Back to the jump. When you are falling the force of the air buffets your cheeks and face. The free fall lasted for a minute and six seconds . I liked it after a while and it became quite peaceful. I got to look around and then the instructor tapped me on the shoulder to signal that the parachute was about to deploy and you have a hard tug and then you are floating with the speed dramatically slowed. I liked the free fall part more and missed it , floating down was okay and enjoyable but not as exhilarating. The approach to the landing was fun watching others land below you and then circling a couple of times and landing. We landed less than 100 feet from where we got on the plane. It wasn’t a perfect landing my feet kind of got stuck a little and the instructor fell over me but nothing hard.
Would I do it again? Sure but probably with a group to share and feel their emotions. But by myself most like not because it would not have the same intensity and fear ! That’s kind of the way I’m wired.

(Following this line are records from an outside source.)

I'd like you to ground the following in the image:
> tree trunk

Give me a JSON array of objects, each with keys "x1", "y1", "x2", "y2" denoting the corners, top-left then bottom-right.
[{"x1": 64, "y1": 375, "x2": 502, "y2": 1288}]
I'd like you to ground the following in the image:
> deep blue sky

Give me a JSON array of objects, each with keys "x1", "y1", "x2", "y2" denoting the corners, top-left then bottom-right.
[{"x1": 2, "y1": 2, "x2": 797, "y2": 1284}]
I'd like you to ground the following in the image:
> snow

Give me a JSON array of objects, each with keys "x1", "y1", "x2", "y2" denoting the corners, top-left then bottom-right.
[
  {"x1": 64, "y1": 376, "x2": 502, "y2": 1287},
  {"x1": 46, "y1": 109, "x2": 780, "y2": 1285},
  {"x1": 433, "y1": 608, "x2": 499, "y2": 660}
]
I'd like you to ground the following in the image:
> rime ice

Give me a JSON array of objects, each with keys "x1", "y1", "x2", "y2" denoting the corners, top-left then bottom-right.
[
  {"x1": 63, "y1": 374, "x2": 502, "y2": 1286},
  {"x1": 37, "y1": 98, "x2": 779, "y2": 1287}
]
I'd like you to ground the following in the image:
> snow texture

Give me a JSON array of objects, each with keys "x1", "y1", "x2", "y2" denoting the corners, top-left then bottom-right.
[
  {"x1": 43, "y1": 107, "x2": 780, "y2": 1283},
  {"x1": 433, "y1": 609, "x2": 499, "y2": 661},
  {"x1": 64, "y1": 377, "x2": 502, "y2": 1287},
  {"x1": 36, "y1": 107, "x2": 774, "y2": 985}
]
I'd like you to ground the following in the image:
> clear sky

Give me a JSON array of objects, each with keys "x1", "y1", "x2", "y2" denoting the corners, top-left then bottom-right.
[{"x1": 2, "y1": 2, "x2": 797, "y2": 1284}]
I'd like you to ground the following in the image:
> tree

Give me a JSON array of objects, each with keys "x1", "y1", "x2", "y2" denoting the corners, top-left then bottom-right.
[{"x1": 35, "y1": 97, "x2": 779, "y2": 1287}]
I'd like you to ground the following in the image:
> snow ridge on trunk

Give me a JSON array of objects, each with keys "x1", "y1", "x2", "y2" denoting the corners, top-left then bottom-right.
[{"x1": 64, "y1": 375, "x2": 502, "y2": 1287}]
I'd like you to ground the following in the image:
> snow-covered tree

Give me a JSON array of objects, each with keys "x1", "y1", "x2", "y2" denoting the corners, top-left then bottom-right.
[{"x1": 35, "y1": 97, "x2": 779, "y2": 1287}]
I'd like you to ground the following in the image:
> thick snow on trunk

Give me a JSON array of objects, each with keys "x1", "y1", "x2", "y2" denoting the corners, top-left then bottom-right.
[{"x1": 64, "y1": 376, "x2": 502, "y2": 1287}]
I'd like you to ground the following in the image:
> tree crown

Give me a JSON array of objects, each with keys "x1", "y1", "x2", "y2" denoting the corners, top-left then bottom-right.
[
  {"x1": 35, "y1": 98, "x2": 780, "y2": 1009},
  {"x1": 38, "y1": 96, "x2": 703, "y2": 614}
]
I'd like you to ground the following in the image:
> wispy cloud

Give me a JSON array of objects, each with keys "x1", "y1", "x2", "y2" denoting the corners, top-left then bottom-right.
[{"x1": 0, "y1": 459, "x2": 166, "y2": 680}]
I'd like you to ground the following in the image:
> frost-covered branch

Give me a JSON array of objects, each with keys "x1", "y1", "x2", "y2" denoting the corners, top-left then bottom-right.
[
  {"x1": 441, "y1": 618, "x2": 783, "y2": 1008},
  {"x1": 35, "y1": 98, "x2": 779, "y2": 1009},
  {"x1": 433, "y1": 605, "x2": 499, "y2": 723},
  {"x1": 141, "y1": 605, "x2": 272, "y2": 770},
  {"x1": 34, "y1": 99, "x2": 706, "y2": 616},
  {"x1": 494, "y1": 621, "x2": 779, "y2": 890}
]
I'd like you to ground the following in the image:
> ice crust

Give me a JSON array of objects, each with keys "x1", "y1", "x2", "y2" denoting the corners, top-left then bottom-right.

Now I’m more propelled to look at the micro and macro of nature and finding wonder in the world and universe that we are in . It has taken me quite a while to get to that spot and I continue on trying to get better every day. Having fear is human and normal. You have the right to be on this planet as much as anyone else. Facing the fear and still moving forward can be exhilarating. You don’t have to jump out of a plane we’re all wired differently. What makes sense for one person at the moment is nonsense for another. Just work on attempting to be better every day.